After COVID-19 vaccines became more widespread in 2021, many companies started transitioning back to a full-time or hybrid in-office work schedule; however, with COVID-19 variants like Delta and Omicron, it’s possible many employees feel anxious about returning to the office.
For employers facing this challenge, here are some best practices for easing employee anxiety brought about by returning to the office as well as strategies to communicate new policies or procedures you design to keep workers safe.
Identify the root cause of the anxiety
Before you can help employees manage their office-induced anxiety, you have to identify its source. Anxiety about returning to the office takes many forms; perhaps it’s logistical anxiety, social anxiety, professional anxiety or worry about routine disruption. It can be difficult to isolate one root cause of anxiety, so open a dialogue with your employees in ways they feel comfortable discussing their workplace stress. You can even create an anonymous form to give employees the freedom to speak their minds without fear of personal judgment or retaliation.
Offer tools and resources for coping with anxiety
You can help ease anxiety in the office by educating your employees on symptoms such as panic attacks, disassociation, or general stress as well as coping strategies. Your employees can practice coping strategies at their desks or at dedicated meditation time in the office. These tools can range from simple breathing activities to body scans and grounding processes.. With resources focused on mental health and wellness, you can help employees communicate their anxiety and work through it to better focus themselves on the task at hand.
Be as flexible as possible
The pandemic taught the business world how to work differently, and many employees got used to remote work. In fact, the vast majority never want to go back to a full-time in-office schedule. A 2021 FlexJobs survey found that 98% of employees who went remote during COVID-19 either want to stay remote permanently (65%) or have a hybrid work option (33%). Moreover, nearly 60% of survey respondents “would absolutely look for a new job” if they couldn’t continue working remotely in their current position.
If your business can operate fully remotely, it may be in your company’s best interest to be flexible about when and how often your workers need to be in the office. Flexible policies will make your employees feel more valued and also allow them to create a work schedule that is optimized for their life when attempting to return to in-person work.
Some of your employees may be upset or confused as to why they have to return to the office at all. It’s important to clearly communicate your reasoning for returning to the office. This establishes a clear and transparent dialogue between senior leadership and your employees. It also shows employees that there is a reason and decision-making process behind this move and that it wasn’t made just to get bodies back into the office.
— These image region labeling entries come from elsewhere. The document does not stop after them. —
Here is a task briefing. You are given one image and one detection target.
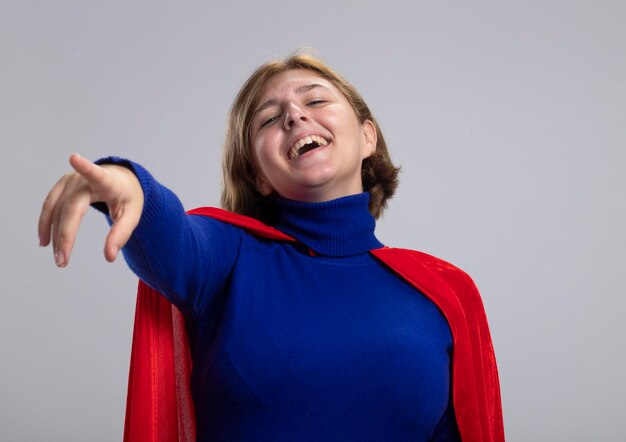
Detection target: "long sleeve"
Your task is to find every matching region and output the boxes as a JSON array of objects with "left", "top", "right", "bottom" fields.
[{"left": 92, "top": 157, "right": 243, "bottom": 317}]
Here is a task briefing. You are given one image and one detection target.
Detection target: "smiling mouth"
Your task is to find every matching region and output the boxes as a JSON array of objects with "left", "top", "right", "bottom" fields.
[{"left": 289, "top": 135, "right": 328, "bottom": 160}]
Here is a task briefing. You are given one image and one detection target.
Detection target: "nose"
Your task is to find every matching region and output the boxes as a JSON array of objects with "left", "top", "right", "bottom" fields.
[{"left": 283, "top": 103, "right": 309, "bottom": 130}]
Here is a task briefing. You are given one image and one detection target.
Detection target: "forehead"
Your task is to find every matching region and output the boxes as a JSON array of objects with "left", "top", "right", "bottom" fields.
[{"left": 259, "top": 69, "right": 339, "bottom": 102}]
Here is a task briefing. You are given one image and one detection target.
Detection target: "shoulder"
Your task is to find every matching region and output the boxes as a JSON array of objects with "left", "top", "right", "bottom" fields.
[
  {"left": 187, "top": 207, "right": 295, "bottom": 241},
  {"left": 372, "top": 247, "right": 480, "bottom": 306}
]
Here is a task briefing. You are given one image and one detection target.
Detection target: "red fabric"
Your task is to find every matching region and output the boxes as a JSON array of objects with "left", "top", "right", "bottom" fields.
[{"left": 124, "top": 207, "right": 504, "bottom": 442}]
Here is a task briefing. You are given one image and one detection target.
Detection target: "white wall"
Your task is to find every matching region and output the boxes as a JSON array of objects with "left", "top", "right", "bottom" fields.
[{"left": 0, "top": 0, "right": 626, "bottom": 441}]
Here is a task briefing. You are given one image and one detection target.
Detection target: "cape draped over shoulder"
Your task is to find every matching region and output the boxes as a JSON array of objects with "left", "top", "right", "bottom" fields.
[{"left": 124, "top": 207, "right": 504, "bottom": 442}]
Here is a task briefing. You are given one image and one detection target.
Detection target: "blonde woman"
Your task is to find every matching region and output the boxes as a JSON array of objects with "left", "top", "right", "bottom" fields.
[{"left": 39, "top": 54, "right": 504, "bottom": 441}]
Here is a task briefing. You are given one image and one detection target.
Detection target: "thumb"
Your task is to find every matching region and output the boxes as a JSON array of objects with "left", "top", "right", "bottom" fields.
[
  {"left": 70, "top": 153, "right": 111, "bottom": 195},
  {"left": 104, "top": 212, "right": 139, "bottom": 262}
]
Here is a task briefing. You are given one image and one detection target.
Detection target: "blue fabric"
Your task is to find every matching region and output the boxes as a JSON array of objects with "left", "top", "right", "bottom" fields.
[{"left": 97, "top": 159, "right": 459, "bottom": 441}]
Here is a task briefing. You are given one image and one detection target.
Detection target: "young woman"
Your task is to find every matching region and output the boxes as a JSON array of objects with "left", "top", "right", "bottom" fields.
[{"left": 39, "top": 54, "right": 504, "bottom": 441}]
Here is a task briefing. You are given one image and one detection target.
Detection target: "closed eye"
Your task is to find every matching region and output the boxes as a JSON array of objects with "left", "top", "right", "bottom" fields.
[{"left": 261, "top": 115, "right": 280, "bottom": 127}]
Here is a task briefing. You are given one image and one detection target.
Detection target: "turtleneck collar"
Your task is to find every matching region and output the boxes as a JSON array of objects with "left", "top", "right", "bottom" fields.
[{"left": 274, "top": 192, "right": 383, "bottom": 256}]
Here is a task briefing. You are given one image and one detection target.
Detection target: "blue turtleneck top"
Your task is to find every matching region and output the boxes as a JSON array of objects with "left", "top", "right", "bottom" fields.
[{"left": 109, "top": 159, "right": 459, "bottom": 442}]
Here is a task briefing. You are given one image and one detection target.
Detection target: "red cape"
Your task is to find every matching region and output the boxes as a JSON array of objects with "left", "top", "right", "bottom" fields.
[{"left": 124, "top": 207, "right": 504, "bottom": 442}]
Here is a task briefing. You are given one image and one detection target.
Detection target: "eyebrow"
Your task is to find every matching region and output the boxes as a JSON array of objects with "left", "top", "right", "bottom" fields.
[{"left": 252, "top": 83, "right": 328, "bottom": 116}]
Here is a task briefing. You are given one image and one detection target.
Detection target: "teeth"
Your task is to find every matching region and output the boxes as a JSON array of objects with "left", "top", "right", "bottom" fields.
[{"left": 289, "top": 135, "right": 328, "bottom": 160}]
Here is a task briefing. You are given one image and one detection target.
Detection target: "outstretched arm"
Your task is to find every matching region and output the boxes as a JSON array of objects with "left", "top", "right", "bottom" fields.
[{"left": 38, "top": 154, "right": 144, "bottom": 267}]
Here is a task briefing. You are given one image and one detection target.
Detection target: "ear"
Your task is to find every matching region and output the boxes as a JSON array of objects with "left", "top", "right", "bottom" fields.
[
  {"left": 256, "top": 174, "right": 274, "bottom": 196},
  {"left": 361, "top": 120, "right": 378, "bottom": 159}
]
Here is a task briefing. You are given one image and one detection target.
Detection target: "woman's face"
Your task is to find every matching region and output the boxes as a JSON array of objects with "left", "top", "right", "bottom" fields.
[{"left": 251, "top": 70, "right": 376, "bottom": 202}]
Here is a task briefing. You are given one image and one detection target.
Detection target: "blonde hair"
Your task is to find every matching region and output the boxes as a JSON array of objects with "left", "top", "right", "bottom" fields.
[{"left": 221, "top": 53, "right": 400, "bottom": 224}]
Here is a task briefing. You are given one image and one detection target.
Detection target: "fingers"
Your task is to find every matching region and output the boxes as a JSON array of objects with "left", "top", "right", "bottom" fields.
[
  {"left": 37, "top": 177, "right": 67, "bottom": 247},
  {"left": 52, "top": 179, "right": 90, "bottom": 267}
]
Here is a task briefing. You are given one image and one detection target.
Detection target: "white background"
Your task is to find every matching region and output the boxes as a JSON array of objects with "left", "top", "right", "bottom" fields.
[{"left": 0, "top": 0, "right": 626, "bottom": 441}]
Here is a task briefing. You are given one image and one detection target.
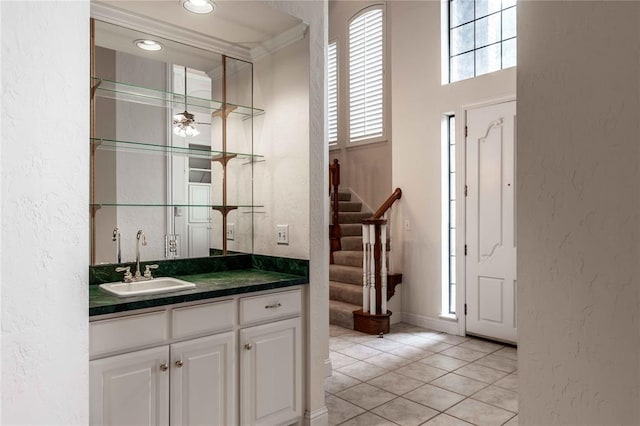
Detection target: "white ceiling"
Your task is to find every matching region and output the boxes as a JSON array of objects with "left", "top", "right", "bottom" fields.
[{"left": 101, "top": 0, "right": 300, "bottom": 49}]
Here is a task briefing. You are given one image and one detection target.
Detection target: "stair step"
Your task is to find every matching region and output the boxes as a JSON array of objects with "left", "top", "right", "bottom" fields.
[
  {"left": 329, "top": 264, "right": 362, "bottom": 284},
  {"left": 340, "top": 223, "right": 362, "bottom": 237},
  {"left": 329, "top": 281, "right": 362, "bottom": 305},
  {"left": 339, "top": 201, "right": 362, "bottom": 212},
  {"left": 340, "top": 236, "right": 362, "bottom": 251},
  {"left": 338, "top": 212, "right": 371, "bottom": 224},
  {"left": 329, "top": 300, "right": 362, "bottom": 330},
  {"left": 333, "top": 251, "right": 362, "bottom": 268}
]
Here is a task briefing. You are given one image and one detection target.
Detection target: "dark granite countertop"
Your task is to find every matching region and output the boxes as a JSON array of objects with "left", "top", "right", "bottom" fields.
[{"left": 89, "top": 255, "right": 309, "bottom": 316}]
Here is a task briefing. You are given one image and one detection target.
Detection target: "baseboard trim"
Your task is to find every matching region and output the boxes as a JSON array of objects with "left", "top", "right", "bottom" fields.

Take the time to explain what might change about their work schedules and expectations (if anything will change), and be willing to have conversations with employees who have questions.
Ensure your team understands vaccine, testing or masking protocols
For many employees, returning to the office means putting themselves and their families at risk of contracting COVID-19, even if they are vaccinated. If your business has implemented any policies about vaccinations, testing or wearing masks in the office, communicating these initiatives clearly and frequently may help put employees at ease about being around their co-workers.
Meet your employees where they are and ask for feedback
Your employees are likely experiencing different levels of anxiety depending on their personal circumstances and concerns. That’s why you need to meet employees where they are and include everyone in the conversation whenever possible. When crafting policies to help reduce anxiety, allow employees to express their concerns and questions. Take their feedback into consideration and ask them what, if anything, might make their return to the office easier, and offer compromises when possible.